Isobel Campbell’s career has been an eventful if largely low-key one (I smell a history lesson). Back in 1995 she was the cello-playing founder member of indie giants Belle and Sebastian and earned co-writer and singing credits on several of their albums. She first entered the realms of the side project as The Green Waves in 1999, and shortly after waving farewell to Belle and Sebastian in 2002, released an album of Billie Holiday covers in collaboration with jazz musician Bill Wells. Her first truly solo album came with 2003’s ‘Amorino’, which was followed up with another collaboration, this time with grunge veteran and sometime Queens of the Stone Age member Mark Lanegan. Released earlier this year, ‘Ballad Of The Broken Seas’ won critical praise and a Mercury Prize nomination for its mix of Campbell’s delicate folky indie and Lanegan’s darker blues and rock influences.

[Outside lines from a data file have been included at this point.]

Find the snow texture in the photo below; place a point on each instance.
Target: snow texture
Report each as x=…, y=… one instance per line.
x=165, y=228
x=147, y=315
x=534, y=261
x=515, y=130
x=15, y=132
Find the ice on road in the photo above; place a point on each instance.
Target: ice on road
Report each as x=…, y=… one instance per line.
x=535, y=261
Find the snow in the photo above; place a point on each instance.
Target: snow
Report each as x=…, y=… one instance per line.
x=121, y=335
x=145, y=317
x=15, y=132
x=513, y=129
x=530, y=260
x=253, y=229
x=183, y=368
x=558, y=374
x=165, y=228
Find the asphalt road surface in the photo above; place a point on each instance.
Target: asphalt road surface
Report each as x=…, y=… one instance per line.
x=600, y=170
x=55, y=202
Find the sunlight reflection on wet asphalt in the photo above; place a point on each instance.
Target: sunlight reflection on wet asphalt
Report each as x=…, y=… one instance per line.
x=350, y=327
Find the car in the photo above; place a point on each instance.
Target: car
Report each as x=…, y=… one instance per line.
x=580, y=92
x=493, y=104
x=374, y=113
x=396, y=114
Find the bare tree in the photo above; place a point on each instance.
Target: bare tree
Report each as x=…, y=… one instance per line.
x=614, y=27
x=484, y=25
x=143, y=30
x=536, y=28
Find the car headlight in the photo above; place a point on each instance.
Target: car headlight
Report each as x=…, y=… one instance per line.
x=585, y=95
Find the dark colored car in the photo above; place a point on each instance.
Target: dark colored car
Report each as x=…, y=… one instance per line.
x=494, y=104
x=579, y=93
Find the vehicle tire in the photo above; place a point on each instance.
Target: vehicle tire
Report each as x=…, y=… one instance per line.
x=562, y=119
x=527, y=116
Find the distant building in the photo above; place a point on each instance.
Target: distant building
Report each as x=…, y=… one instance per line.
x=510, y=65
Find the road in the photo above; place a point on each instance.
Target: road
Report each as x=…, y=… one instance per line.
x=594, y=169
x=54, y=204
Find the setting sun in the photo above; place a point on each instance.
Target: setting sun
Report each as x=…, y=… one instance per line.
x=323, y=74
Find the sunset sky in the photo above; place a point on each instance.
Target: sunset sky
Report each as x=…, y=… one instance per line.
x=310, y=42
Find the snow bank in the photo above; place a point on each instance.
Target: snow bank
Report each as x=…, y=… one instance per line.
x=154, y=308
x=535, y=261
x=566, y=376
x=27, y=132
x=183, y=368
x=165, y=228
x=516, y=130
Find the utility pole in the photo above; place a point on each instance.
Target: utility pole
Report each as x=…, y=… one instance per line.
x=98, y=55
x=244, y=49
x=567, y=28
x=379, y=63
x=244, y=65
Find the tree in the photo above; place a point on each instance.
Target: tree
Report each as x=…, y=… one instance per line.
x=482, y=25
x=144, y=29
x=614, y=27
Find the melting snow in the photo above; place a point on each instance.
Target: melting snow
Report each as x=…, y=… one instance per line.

Just a few months on (books away now class), Campbell’s new release, ‘Milkwhite Sheets’, is something of a back-to-basics album, dominated by simple folk influences, finger-picked guitar and minimal string arrangements. It’s a hundred miles from the playful orchestration of Belle and Sebastian or the dramatic and jazzy sounds of ‘Amorino’, showcasing both traditional folk songs and Campbell’s own efforts. But there’s something of a contradiction at work here: the album’s light and subtle arrangements perfectly match Campbell’s fragile vocals, yet at the same time highlight the weakness in both her song writing and her voice.
Despite being the primary writer on ‘Ballad Of The Broken Seas’, it was Mark Lanegan’s gritty Tom Waits-esque vocals that gave depth and life to the Campbell’s songs, whilst perfectly complementing her own vocal work. Without him, however, this record largely feels limp and empty. Although there is more going on here than first meets the eye, the songs themselves often seem hollow, relying on the prettiness of the music almost like a crutch: a backwards case of style over substance.
The album does have its more pleasing moments: ‘Willows Song’ is a dreamy ode that mounts through Celtic flutes and twangy ukulele plucking to a psychadelic haze that seems both frenzied yet perfectly controlled at the same time. But then there’s also the whiny ‘Yearning’, and the oh-so-dreary-when-is-this-record-going-to-end? album closer ‘Thursday’s Child’. Much like a discarded shell, ‘Milkwhite Sheets’ has a pretty and intricate exterior, but pick it up for closer examination and you’ll discover there’s very little inside.